La dimension ipn fixe la hauteur, l’épaisseur… et donc la capacité portante de votre poutrelle en acier.
Dans ce guide, on apprend à lire un marquage IPN, à choisir la bonne taille (IPN 80 à IPN 600), et à éviter les erreurs qui reviennent souvent en rénovation.
On relie aussi les calculs, les appuis, les charges et la conformité en France, sans perdre le fil du chantier.

Quand vous cherchez une dimension ipn, vous ne choisissez pas “juste une taille”. Vous choisissez la géométrie qui pilote la résistance, la façon dont la poutrelle travaille sur ses appuis, et la marge de sécurité de votre projet (travaux sur mur porteur, création d’ouverture, renfort, plancher…).
Le bon réflexe : partir du marquage IPN, comprendre ce que cachent hauteur et épaisseur, puis relier tout ça à la portée réelle et aux charges. (Spoiler : sur chantier, la différence entre “théorie” et “mesure” se joue parfois sur 20 cm.)
| Marquage IPN | Hauteur nominale de la poutrelle (ex. IPN 200 → 200 mm) |
| Gamme courante | IPN 80 à IPN 600 (selon fabricants/stock) |
| Ce qui varie vraiment | Épaisseur d’âme et de semelles, inertie, résistance |
| Point de contrôle | Type d’appuis + longueur d’appui + charges permanentes/variables |
| Règle pratique | Dimensionnement = charges + portée + conditions de pose |
| Réflexe sécurité | Faire valider par un pro si mur porteur / ouverture |
Dimension IPN : lire les références et comprendre le profil
Une poutrelle IPN est une profilée en acier en forme de “I” avec un profil à semelles inclinées (la forme des ailes, pas seulement leur largeur). Le marquage “IPN 200”, “IPN 180”, etc. commence par la hauteur nominale du profil.
En clair, la dimension ipn indiquée sur un devis renvoie à la taille du “I” : hauteur totale du profil, puis des éléments d’épaisseur (âme et semelles) qui jouent directement sur l’inertie et la résistance en flexion.
Pour lire une référence sans se tromper, regardez aussi les mentions qui l’accompagnent : norme matière, nuance d’acier (souvent S235/S275 selon contexte), longueur de livraison, et parfois le traitement de surface (selon l’environnement).
Marquage et ce que ça implique au moment de choisir
Ne confondez pas “taille” et “capacité”. Deux poutrelles de hauteur proche peuvent avoir des épaisseurs différentes, donc une rigidité qui n’a rien d’automatique.

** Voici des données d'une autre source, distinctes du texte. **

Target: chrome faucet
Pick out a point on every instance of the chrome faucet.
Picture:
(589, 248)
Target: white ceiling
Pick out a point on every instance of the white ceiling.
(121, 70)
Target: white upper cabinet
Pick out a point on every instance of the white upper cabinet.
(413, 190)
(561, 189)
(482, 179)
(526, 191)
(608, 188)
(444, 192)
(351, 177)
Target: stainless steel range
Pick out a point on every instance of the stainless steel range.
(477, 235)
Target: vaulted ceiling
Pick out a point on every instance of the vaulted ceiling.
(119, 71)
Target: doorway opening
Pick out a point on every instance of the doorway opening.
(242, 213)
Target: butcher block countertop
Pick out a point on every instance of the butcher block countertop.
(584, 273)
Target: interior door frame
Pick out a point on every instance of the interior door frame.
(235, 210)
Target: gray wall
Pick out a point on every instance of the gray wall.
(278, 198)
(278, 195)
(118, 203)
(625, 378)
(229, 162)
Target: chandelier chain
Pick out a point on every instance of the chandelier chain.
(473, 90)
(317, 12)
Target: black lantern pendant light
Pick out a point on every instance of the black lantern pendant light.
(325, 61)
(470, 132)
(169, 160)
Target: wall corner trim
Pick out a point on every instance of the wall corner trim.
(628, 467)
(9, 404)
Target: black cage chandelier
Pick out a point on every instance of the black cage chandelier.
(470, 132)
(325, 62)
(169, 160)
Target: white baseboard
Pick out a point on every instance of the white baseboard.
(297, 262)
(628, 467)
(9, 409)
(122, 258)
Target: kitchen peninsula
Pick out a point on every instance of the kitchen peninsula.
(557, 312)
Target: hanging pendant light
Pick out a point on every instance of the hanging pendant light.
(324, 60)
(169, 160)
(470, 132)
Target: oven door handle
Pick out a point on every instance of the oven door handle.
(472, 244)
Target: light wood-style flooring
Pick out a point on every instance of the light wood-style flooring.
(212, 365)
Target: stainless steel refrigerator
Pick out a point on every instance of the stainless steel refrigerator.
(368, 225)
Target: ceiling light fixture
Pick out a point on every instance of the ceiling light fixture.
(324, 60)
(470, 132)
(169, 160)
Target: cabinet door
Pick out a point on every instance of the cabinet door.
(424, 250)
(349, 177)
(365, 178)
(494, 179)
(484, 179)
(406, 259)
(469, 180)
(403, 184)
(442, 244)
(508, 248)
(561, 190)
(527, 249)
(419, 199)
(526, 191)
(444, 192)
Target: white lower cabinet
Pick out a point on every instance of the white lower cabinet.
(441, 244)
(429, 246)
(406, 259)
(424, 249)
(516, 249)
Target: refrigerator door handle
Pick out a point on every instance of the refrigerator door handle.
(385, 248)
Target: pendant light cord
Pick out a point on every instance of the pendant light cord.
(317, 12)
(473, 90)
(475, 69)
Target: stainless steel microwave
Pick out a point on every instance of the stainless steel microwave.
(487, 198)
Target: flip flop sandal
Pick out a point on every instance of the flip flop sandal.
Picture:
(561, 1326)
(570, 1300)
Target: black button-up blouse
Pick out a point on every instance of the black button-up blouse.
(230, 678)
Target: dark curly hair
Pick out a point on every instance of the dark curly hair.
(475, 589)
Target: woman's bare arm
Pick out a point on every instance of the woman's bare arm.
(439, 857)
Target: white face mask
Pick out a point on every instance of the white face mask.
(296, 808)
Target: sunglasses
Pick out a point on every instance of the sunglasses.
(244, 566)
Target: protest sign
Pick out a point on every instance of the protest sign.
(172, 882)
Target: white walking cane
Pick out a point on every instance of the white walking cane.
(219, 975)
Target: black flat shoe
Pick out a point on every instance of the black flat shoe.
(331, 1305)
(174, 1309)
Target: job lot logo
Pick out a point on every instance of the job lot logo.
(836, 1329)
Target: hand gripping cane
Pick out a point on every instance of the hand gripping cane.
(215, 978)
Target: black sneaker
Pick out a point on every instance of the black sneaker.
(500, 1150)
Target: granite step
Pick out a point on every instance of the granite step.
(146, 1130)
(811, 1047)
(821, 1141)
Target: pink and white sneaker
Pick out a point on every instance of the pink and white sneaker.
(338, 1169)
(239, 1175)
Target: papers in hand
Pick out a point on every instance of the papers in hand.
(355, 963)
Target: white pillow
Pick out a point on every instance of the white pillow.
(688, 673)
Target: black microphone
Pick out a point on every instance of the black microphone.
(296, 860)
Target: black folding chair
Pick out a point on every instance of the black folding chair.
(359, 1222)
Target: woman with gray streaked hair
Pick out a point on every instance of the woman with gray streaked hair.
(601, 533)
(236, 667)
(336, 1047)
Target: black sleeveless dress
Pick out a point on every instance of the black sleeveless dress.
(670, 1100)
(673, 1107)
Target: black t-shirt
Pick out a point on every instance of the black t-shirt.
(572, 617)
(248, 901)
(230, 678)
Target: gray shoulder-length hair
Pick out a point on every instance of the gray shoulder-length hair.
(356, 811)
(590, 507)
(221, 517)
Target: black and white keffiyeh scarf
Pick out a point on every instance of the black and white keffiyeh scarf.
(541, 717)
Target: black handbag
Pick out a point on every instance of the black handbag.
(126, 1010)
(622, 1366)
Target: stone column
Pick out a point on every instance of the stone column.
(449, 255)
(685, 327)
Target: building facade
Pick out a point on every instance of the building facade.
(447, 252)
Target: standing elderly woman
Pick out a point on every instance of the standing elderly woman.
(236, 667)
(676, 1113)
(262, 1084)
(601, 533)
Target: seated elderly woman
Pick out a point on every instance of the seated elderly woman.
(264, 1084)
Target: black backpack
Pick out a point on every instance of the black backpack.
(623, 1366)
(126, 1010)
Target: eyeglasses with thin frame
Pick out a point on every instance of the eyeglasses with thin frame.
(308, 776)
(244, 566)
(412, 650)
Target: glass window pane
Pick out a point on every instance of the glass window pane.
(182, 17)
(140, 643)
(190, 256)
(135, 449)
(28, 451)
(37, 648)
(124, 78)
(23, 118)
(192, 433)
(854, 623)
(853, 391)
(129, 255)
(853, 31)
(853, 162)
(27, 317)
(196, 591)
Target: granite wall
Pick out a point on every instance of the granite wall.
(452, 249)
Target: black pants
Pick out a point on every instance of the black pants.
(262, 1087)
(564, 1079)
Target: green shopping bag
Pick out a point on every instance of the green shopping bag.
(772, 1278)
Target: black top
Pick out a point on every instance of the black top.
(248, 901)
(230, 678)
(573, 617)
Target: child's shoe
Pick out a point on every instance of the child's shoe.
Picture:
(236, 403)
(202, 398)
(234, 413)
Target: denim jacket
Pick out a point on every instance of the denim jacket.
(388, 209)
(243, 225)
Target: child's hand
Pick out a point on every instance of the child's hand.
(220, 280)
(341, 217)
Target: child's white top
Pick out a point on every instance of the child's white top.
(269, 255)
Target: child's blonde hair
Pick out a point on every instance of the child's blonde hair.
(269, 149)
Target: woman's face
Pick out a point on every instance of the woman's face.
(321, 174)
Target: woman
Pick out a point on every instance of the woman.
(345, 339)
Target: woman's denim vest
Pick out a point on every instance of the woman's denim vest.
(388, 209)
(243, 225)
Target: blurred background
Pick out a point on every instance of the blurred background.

La dimension ipn se choisit d’abord avec un tableau de caractéristiques, puis se vérifie sur votre cas d’usage.
- IPN 80 / 100 : souvent pour petits renforts, charges limitées, portées courtes (à valider).
- IPN 140 / 160 / 180 : très courant en rénovation pour des ouvertures “raisonnables”, avec des appuis corrects.
- IPN 200 à 300 : plus robuste, quand la portée ou les charges montent.
- IPN 400 à 600 : projets plus lourds, manutention et calages plus exigeants.
Si vous travaillez une ouverture dans un mur porteur, gardez une logique simple : plus la portée augmente, plus il faut monter en dimension ipn (ou améliorer les conditions : appuis, contreventement, reprise de charges). Et oui, c’est souvent là que les discussions commencent.
Tableau des dimensions IPN : hauteur, largeur, épaisseur
Pour choisir votre dimension ipn, vous avez besoin des paramètres géométriques : hauteur (H), largeur des semelles (B) et épaisseurs (têtes/semelles et âme). C’est ce qui donne la “taille réelle” de la poutrelle, pas seulement le numéro.
Les tableaux fabricants indiquent généralement : H (hauteur nominale), B (largeur semelle), e (épaisseur semelle), t (épaisseur âme), et parfois le poids linéique (kg/m). Le poids linéique sert aussi à anticiper la manutention et à estimer la quantité de calage/mortier de scellement.
Repères chiffrés (valeurs typiques)
Les chiffres exacts changent selon le standard et la série. Utilisez-les pour vous situer, puis confirmez avec le tableau du fournisseur avant commande.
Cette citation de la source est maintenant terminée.